Takeaways: Michigan Doesn't Have The Horses Without Livers
Deja Vu: For Michigan to beat Illinois, especially after Isaiah Livers went down with about 14 minutes left in the contest, the Wolverines needed a total team effort. And for a few stretches, it looked like they would deliver.
But as we've seen in previous losses at Minnesota and Iowa, Michigan simply doesn't make plays in the final three minutes of close games.
Leading 60-58 with 3:24, here's what transpired:
• Senior Zavier Simpson misses a pair of free throws.
• Senior Austin Davis misses a left-handed shot about two feet from the basket.
• Davis misses another layup, gets the offensive rebound and gets fouled. He proceeds to miss the front end of a one-and-one.
• Leading 62-60, freshman Franz Wagner gets a defensive board, gets fouled but proceeds to miss both free throws.
• Tied 62-62, senior Jon Teske misses a turnaround shot from about three feet away.
That's four players on all the floor that all had a chance to dramatically impact the final outcome of the game, and all four came up short.
For Teske, it was his fifth miss from inside five feet on a day he shot 4 for 14 overall and air-balled two threes in the second half (going 1 for 6 from behind the arc in taking too many head-scratching threes).
For Wagner, an 87.0% free-throw shooter, it was the culmination of a day in which he went 1 for 6 from threes (and is now 2 for 14 in his last two games) and 3 for 6 at the line.
For Simpson, 3 for 6 at the line today, it's now a stretch in which he's made 7 of 16 at the charity stripe dating back to the start of the New Year.
Simply put, this team doesn't have anyone making key plays for the Maize and Blue in the critical moments, from the seniors on down, and a fourth straight loss, a 2-6 conference record, and a likely season lost are the result.
From bad to worse: Even with Livers returning to the lineup, Michigan needed consistent production from the trio of Wagner, junior Eli Brooks and sophomore David DeJulius. Those three had combined for 20 points on 5 of 24 from the floor, 20.8 percent, (2 of 14 on threes) in U-M's midweek home loss to Purdue.
On Saturday, they were just as ineffective, scoring 23 points on 9 of 22 (40.9 percent), including 2 of 9 from threes.

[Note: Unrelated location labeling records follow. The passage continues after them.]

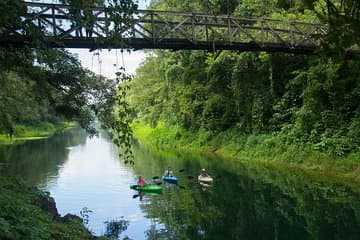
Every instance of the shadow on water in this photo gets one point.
(242, 203)
(35, 161)
(245, 203)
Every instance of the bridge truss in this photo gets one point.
(166, 30)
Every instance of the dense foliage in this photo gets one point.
(40, 84)
(307, 101)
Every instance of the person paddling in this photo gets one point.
(204, 173)
(141, 181)
(168, 172)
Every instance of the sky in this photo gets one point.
(106, 62)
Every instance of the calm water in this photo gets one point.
(243, 203)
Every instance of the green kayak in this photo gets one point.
(147, 188)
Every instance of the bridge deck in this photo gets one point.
(95, 28)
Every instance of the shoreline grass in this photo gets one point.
(23, 133)
(262, 150)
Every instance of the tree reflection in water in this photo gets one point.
(115, 227)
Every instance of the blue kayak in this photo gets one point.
(170, 179)
(147, 188)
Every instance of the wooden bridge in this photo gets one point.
(93, 28)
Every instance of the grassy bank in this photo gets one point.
(25, 133)
(267, 150)
(27, 213)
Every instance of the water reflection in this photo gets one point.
(39, 161)
(242, 203)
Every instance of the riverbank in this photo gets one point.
(28, 213)
(265, 150)
(23, 133)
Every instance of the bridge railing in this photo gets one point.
(62, 22)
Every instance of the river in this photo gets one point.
(85, 175)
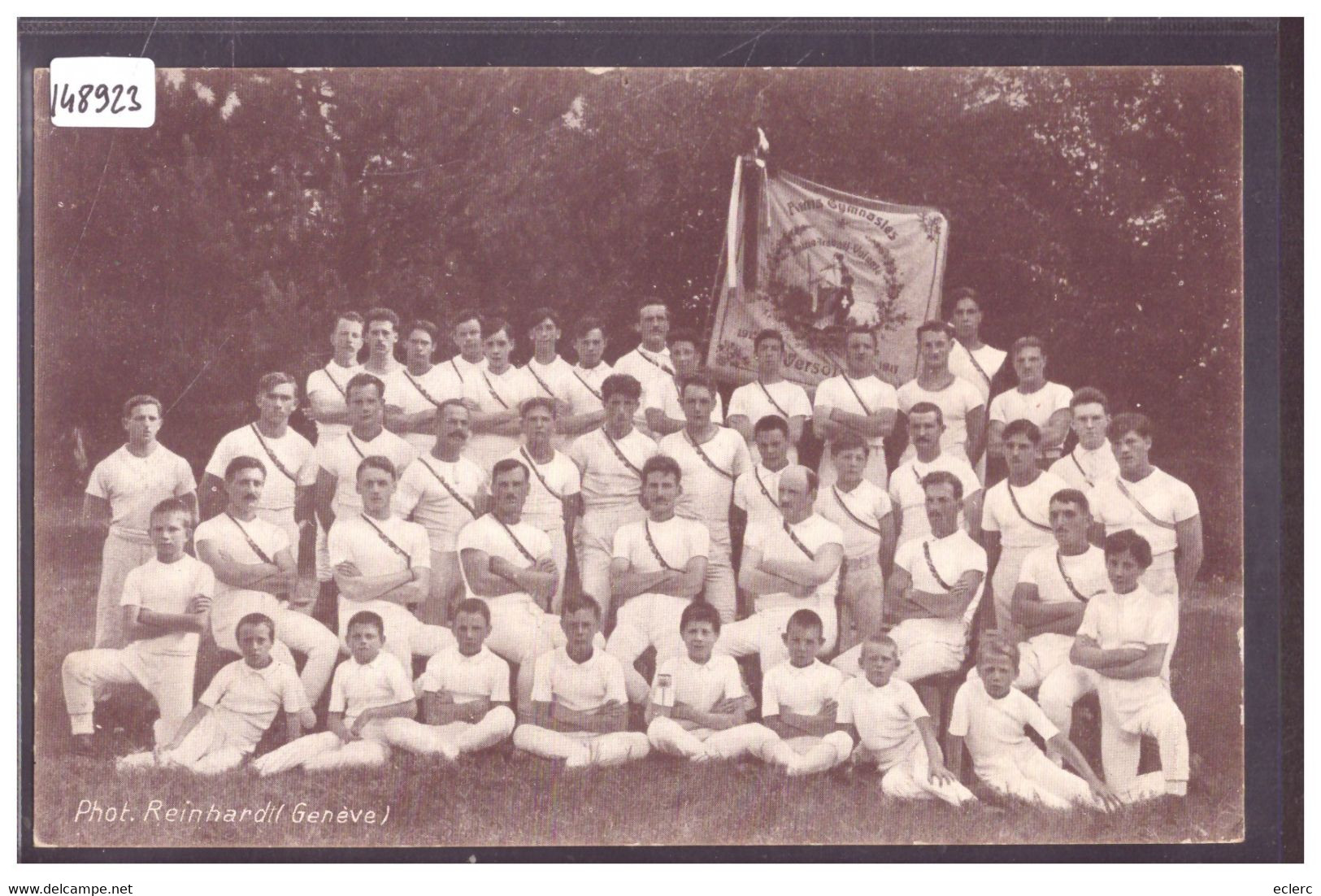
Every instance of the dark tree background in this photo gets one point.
(1098, 207)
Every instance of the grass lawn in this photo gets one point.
(514, 800)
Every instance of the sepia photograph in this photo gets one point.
(602, 456)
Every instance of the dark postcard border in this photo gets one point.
(1271, 56)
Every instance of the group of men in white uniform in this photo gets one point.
(526, 509)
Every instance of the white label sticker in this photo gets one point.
(102, 91)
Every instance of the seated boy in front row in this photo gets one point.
(993, 715)
(464, 694)
(798, 703)
(894, 731)
(369, 691)
(699, 706)
(237, 709)
(580, 706)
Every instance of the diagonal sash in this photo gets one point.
(270, 454)
(389, 541)
(454, 494)
(1123, 489)
(1025, 517)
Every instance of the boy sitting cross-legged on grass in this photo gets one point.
(699, 706)
(237, 709)
(367, 693)
(893, 730)
(798, 703)
(991, 715)
(464, 694)
(580, 707)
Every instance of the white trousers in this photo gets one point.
(458, 737)
(763, 633)
(406, 634)
(118, 557)
(1028, 775)
(669, 737)
(325, 751)
(293, 631)
(581, 748)
(168, 678)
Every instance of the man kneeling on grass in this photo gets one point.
(237, 709)
(699, 706)
(464, 694)
(369, 691)
(580, 707)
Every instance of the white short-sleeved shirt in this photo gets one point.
(549, 484)
(580, 686)
(955, 402)
(167, 589)
(342, 455)
(801, 690)
(884, 716)
(775, 541)
(367, 686)
(426, 393)
(1164, 497)
(757, 494)
(423, 497)
(608, 483)
(699, 685)
(222, 530)
(246, 701)
(951, 557)
(480, 677)
(293, 452)
(676, 539)
(1036, 406)
(488, 536)
(843, 393)
(707, 494)
(987, 357)
(858, 513)
(995, 730)
(909, 497)
(1046, 568)
(1000, 515)
(1084, 469)
(325, 391)
(133, 485)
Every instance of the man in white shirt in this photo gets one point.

Wagner has been especially poor, just 5 of 20 from the floor the past two games. His paltry 14.3 percent shooting from behind the arc has largely included wide-open looks. The rookie appeared to adjust throughout the game, trying to get to the hoop more often - he was 3 for 5 on layups and didn't take a three in the second half - but then the O-fer at the line made for a forgettable game for the freshman.
Overall, the Wolverines finished 4 of 17 from threes (23.5 percent), somehow proving even worse from three than they had been in league action coming into the contest (27.7 percent in their first seven conference games) as their shooting woes go from bad to worse.
Adding even further insult, Livers re-aggravated his groin injury and is likely lost for the season.
Big Dance No More: With the loss, Michigan will likely tumble into the 40s of the NCAA Net Rankings, putting their NCAA Tournament hopes very much in doubt. Yes, there is a lot of season left, but if Livers is done for the year, the Maize and Blue's chances for the postseason diminish greatly.
With the exception of the Northwestern game in Evanston Feb. 12 and Nebraska at home March 5, there are no 'gimme' games remaining on the schedule. It's quite possible, Michigan could drop its next two, in Lincoln on Tuesday and at Madison Square Garden against Rutgers Feb. 1.
U-M's four-game losing streak, in other words, could spiral even further, and it's quite possible Michigan wakes up in mid-February needing a Big Ten Tournament miracle run to qualify for NCAAs.
Considering the excitement for the season when the Wolverines won the Battle 4 Atlantis championship Thanksgiving weekend, including a win over No. 1 Gonzaga, missing out on the tournament - even taking into consideration the hole created with the Livers' injury - would be a huge shock and significant disappointment in Juwan Howard's first year.